Wednesday, 31 March 2010

Israel Matzav: Jihad isn't about the 'settlements'

Jihad isn't about the 'settlements'

Bret Stephens reminds us that even if Israel and the 'Palestinians' made 'peace' tomorrow, it would not solve most of the grievances that militant Islam has against the United States (Hat Tip: Memeorandum).

Now consider Lady Gaga—or, if you prefer, Madonna, Farrah Fawcett, Marilyn Monroe, Josephine Baker or any other American woman who has, at one time or another, personified what the Egyptian Islamist writer Sayyid Qutb once called "the American Temptress."

Qutb, for those unfamiliar with the name, is widely considered the intellectual godfather of al Qaeda; his 30-volume exegesis "In the Shade of the Quran" is canonical in jihadist circles. But Qutb, who spent time as a student in Colorado in the late 1940s, also decisively shaped jihadist views about the U.S.

In his 1951 essay "The America I Have Seen," Qutb gave his account of the U.S. "in the scale of human values." "I fear," he wrote, "that a balance may not exist between America's material greatness and the quality of her people." Qutb was particularly exercised by what he saw as the "primitiveness" of American values, not least in matters of sex.

"The American girl," he noted, "knows seductiveness lies in the round breasts, the full buttocks, and in the shapely thighs, sleek legs and she shows all this and does not hide it." Nor did he approve of Jazz—"this music the savage bushmen created to satisfy their primitive desires"—or of American films, or clothes, or haircuts, or food. It was all, in his eyes, equally wretched.

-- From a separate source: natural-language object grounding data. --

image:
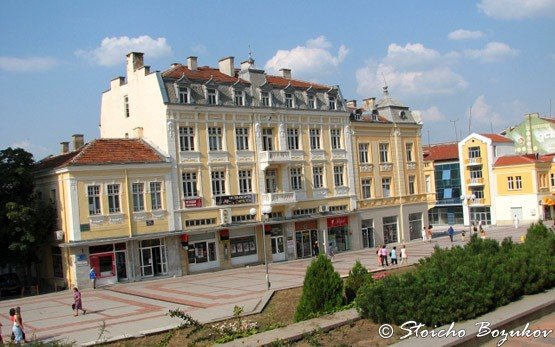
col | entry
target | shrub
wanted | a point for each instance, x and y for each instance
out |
(322, 290)
(358, 276)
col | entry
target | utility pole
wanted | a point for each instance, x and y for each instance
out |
(455, 125)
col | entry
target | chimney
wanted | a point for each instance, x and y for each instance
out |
(226, 66)
(192, 63)
(78, 141)
(352, 104)
(65, 147)
(134, 61)
(369, 103)
(286, 73)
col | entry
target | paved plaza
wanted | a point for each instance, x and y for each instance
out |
(135, 308)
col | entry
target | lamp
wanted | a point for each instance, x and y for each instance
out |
(266, 210)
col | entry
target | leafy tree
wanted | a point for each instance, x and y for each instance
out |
(322, 290)
(25, 221)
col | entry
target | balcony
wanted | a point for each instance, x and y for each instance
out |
(474, 161)
(189, 157)
(279, 198)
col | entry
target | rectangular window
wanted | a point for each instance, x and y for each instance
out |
(296, 178)
(93, 193)
(265, 99)
(113, 198)
(408, 150)
(311, 102)
(314, 138)
(183, 95)
(215, 138)
(412, 186)
(289, 100)
(218, 183)
(384, 153)
(363, 153)
(386, 187)
(245, 181)
(338, 175)
(138, 190)
(292, 138)
(239, 98)
(186, 139)
(211, 96)
(242, 139)
(189, 184)
(332, 103)
(267, 139)
(366, 188)
(335, 138)
(156, 195)
(318, 176)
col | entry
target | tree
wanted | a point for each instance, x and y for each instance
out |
(26, 222)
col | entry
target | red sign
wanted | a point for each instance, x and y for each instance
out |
(197, 202)
(338, 222)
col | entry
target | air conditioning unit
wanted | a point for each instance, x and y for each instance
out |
(225, 216)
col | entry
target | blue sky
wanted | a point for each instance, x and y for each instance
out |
(441, 58)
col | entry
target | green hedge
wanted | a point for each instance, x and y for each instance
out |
(463, 283)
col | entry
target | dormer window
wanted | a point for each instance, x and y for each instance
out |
(332, 102)
(211, 96)
(289, 100)
(265, 99)
(239, 98)
(183, 95)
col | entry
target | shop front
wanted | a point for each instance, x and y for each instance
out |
(338, 233)
(306, 239)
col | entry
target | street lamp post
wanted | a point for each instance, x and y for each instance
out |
(467, 199)
(266, 210)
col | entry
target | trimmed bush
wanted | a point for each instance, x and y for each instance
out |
(358, 276)
(463, 283)
(322, 290)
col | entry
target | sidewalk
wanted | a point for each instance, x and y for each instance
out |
(135, 308)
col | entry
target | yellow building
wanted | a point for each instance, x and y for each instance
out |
(241, 142)
(113, 201)
(391, 196)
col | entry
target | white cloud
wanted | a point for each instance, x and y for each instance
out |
(311, 61)
(517, 9)
(462, 34)
(432, 114)
(494, 51)
(112, 49)
(13, 64)
(411, 70)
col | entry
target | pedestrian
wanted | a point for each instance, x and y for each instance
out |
(451, 232)
(393, 255)
(92, 276)
(404, 256)
(77, 302)
(17, 333)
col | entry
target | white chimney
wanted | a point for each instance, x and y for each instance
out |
(192, 63)
(226, 66)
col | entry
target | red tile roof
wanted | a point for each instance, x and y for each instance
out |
(447, 151)
(497, 138)
(203, 74)
(103, 152)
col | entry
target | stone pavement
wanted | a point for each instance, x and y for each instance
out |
(136, 308)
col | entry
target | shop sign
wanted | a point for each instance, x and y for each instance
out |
(338, 221)
(196, 202)
(235, 199)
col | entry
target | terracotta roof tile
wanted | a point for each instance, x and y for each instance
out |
(103, 152)
(447, 151)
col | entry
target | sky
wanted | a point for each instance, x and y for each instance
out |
(475, 66)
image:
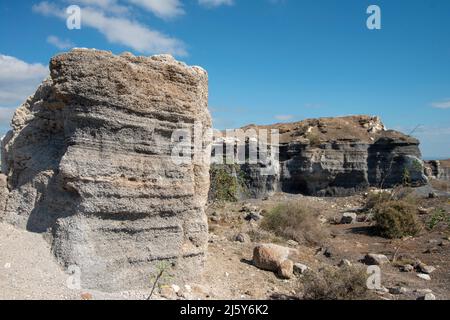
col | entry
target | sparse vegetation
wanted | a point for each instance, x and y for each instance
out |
(226, 184)
(295, 221)
(331, 283)
(406, 177)
(161, 277)
(440, 185)
(396, 219)
(314, 140)
(438, 217)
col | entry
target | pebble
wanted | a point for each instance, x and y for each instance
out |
(424, 276)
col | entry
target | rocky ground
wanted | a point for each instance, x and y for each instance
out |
(30, 272)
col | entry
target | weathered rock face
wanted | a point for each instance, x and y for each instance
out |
(438, 169)
(89, 162)
(336, 157)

Qutb's disdain for America's supposedly libertine culture would not matter much were it not wedded to a kind of theological Leninism that emphasized the necessity of violently overthrowing any political arrangement not based on Shariah law. No less violent was Qutb's attitude toward Jews: "The war the Jews began to wage against Islam and Muslims in those early days [of Islamic history]," he wrote in the 1950s, "has raged to the present. The form and appearance may have changed, but the nature and the means remain the same."

Needless to say, that passage was written long before Israel had "occupied" a single inch of Arab territory, unless one takes the view—held to this day by Hezbollah, Hamas, al Qaeda, Jemaah Islamiyah and every other jihadist group that owes an intellectual debt to Qutb, including significant elements of the "moderate" Palestinian Fatah—that Tel Aviv itself is occupied territory.

Bear in mind, too, that the America Qutb found so offensive had yet to discover Elvis, Playboy, the pill, women's lib, acid tabs, gay rights, Studio 54, Jersey Shore and, of course, Lady Gaga. In other words, even in some dystopic hypothetical world in which hyper-conservatives were to seize power in the U.S. and turn the cultural clock back to 1948, America would still remain a swamp of degeneracy in the eyes of Qutb's latter-day disciples.

Of course, the diplomatic Arab countries will not tell you that they agree with Qutb (do you really expect the King of Saudi Arabia to tell Barack Obama that what the Saudis really want is to make the United States an Islamic country?), but they do. Look at how they treat their own populations.

So instead, they complain to the World about 'Little Satan,' which is Israel. Israel is the appetizer. Western civilization is the main course.